Нет, помню, конечно: там есть самосвалы, мчащиеся по степи, есть смешная сцена в ресторане, есть сложный производственный конфликт вокруг каких-то труб. Но в памяти возникают фрагменты, не выстраиваясь в целостную картину. Вероятно, дело в том, что герои картины перерастают сюжет, заслоняют его собою. Я помню начальника участка Сидорова — мрачноватого, деловитого и в то же время трогательно-нежного и застенчивого в отношениях с «легкотрудницей», свалившейся на его голову и прибавившей лишних забот. Помню Федора, всеми силами старающегося утвердить свой приоритет в семье и всегда проигрывающего, потому что душевной тонкости не хватает. И помню Ксению, такую невзрачную, но прекрасную в приближающемся материнстве и оттого мудрую, как может быть мудрой женщина, услышавшая в себе мать.
Я не знаю, могут ли быть характеры вне сюжета. По науке нет, а вот в картине про Ксению и Федора — выходит, что да. Они сильнее сюжета и выше его.
И еще одно мне дорого в этом фильме — его мягкий лиризм.
Лиризм вообще свойствен картинам Мельникова. Но он у него своеобразный — сдержанный, немногословный. Он, как музыка в его фильмах: ее мало, ее вроде бы и нет, но вот она вдруг прорывается широкой лирической темой и, словно застыдившись самой себя, пропадает, смешиваясь с грохотом какого-нибудь угрюмого грузовика.
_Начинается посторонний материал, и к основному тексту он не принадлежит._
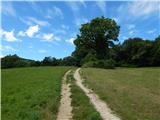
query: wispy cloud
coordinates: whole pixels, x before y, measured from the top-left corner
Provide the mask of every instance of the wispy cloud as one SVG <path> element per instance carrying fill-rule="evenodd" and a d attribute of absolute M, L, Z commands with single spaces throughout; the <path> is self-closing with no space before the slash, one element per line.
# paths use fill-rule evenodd
<path fill-rule="evenodd" d="M 70 43 L 71 45 L 74 45 L 74 43 L 73 43 L 74 40 L 75 40 L 75 38 L 70 38 L 70 39 L 66 40 L 66 42 Z"/>
<path fill-rule="evenodd" d="M 80 14 L 81 7 L 86 7 L 86 4 L 83 0 L 81 1 L 67 1 L 66 4 L 72 10 L 74 16 Z"/>
<path fill-rule="evenodd" d="M 105 13 L 106 13 L 106 1 L 97 1 L 96 5 L 102 11 L 103 15 L 105 15 Z"/>
<path fill-rule="evenodd" d="M 4 45 L 4 46 L 0 45 L 0 50 L 1 51 L 16 51 L 15 48 L 9 45 Z"/>
<path fill-rule="evenodd" d="M 55 17 L 59 17 L 59 18 L 61 18 L 61 19 L 63 19 L 64 17 L 63 17 L 63 12 L 62 12 L 62 10 L 60 9 L 60 8 L 58 8 L 58 7 L 56 7 L 56 6 L 54 6 L 54 7 L 52 7 L 52 8 L 49 8 L 48 10 L 47 10 L 47 13 L 45 13 L 46 14 L 46 18 L 49 18 L 49 19 L 53 19 L 53 18 L 55 18 Z"/>
<path fill-rule="evenodd" d="M 135 19 L 146 19 L 160 11 L 160 2 L 149 0 L 136 0 L 121 4 L 118 8 L 118 17 L 121 20 L 133 21 Z"/>
<path fill-rule="evenodd" d="M 84 23 L 87 23 L 88 22 L 88 19 L 86 18 L 76 18 L 75 19 L 75 24 L 80 27 L 80 25 L 84 24 Z"/>
<path fill-rule="evenodd" d="M 18 42 L 18 41 L 21 41 L 21 40 L 19 40 L 19 39 L 17 39 L 15 37 L 14 29 L 11 30 L 11 31 L 5 31 L 5 30 L 1 29 L 0 34 L 1 34 L 1 39 L 5 40 L 7 42 Z"/>
<path fill-rule="evenodd" d="M 158 1 L 135 1 L 129 5 L 129 11 L 136 17 L 148 16 L 152 13 L 159 12 L 160 3 Z"/>
<path fill-rule="evenodd" d="M 129 24 L 129 25 L 127 25 L 127 28 L 128 28 L 128 30 L 135 29 L 135 25 L 134 24 Z"/>
<path fill-rule="evenodd" d="M 38 50 L 39 53 L 47 53 L 47 50 L 44 50 L 44 49 L 40 49 Z"/>
<path fill-rule="evenodd" d="M 25 18 L 20 17 L 19 19 L 21 22 L 23 22 L 27 25 L 34 25 L 34 24 L 38 24 L 39 26 L 49 26 L 50 25 L 50 23 L 48 21 L 39 20 L 39 19 L 31 17 L 31 16 L 25 17 Z"/>
<path fill-rule="evenodd" d="M 50 25 L 49 22 L 43 21 L 43 20 L 38 20 L 38 19 L 36 19 L 36 18 L 34 18 L 34 17 L 27 17 L 27 19 L 28 19 L 29 21 L 35 23 L 35 24 L 40 25 L 40 26 L 48 26 L 48 25 Z"/>
<path fill-rule="evenodd" d="M 148 30 L 147 33 L 148 33 L 148 34 L 153 34 L 153 33 L 155 33 L 156 31 L 157 31 L 157 29 L 152 29 L 152 30 Z"/>
<path fill-rule="evenodd" d="M 38 33 L 39 30 L 40 30 L 39 25 L 29 26 L 27 30 L 19 31 L 17 35 L 21 37 L 28 36 L 31 38 L 34 37 L 34 35 Z"/>
<path fill-rule="evenodd" d="M 12 2 L 2 2 L 1 3 L 1 12 L 7 16 L 16 17 L 16 11 L 12 5 Z"/>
А как неожиданно лиричен толстяк-музыкант Сарафанов (Евгении Леонов) — героя последней картины Мельникова «Старший сын» по пьесе Александре Вампилова! О картине много писали, и нет нужды повторять недавно сказанные хвалебные слова. Я смотрел этот фильм, мастерски со-тканный из забавных ситуаций и совсем не забавных выводов, — фильм, исполненный тепла и доброты к его немного чудаковатым, но прекрасным в своей человечности героям, и думал: наверное, оттого, что герои Мельникова так близки людям, его картины подолгу не сходят с экранов. Порой они пропадают в кинематографическом море, но неизбежно, как упрямые кораблики, возникают среди волн то здесь, то там.
Я смотрел этот фильм и думал: вот так успех и благодарное признание вознаграждают художника за терпеливую верность теме и самому себе.
Валуцкий В. Постоянство пристрастий // Советский экран. 1977. № 5. С. 18-19.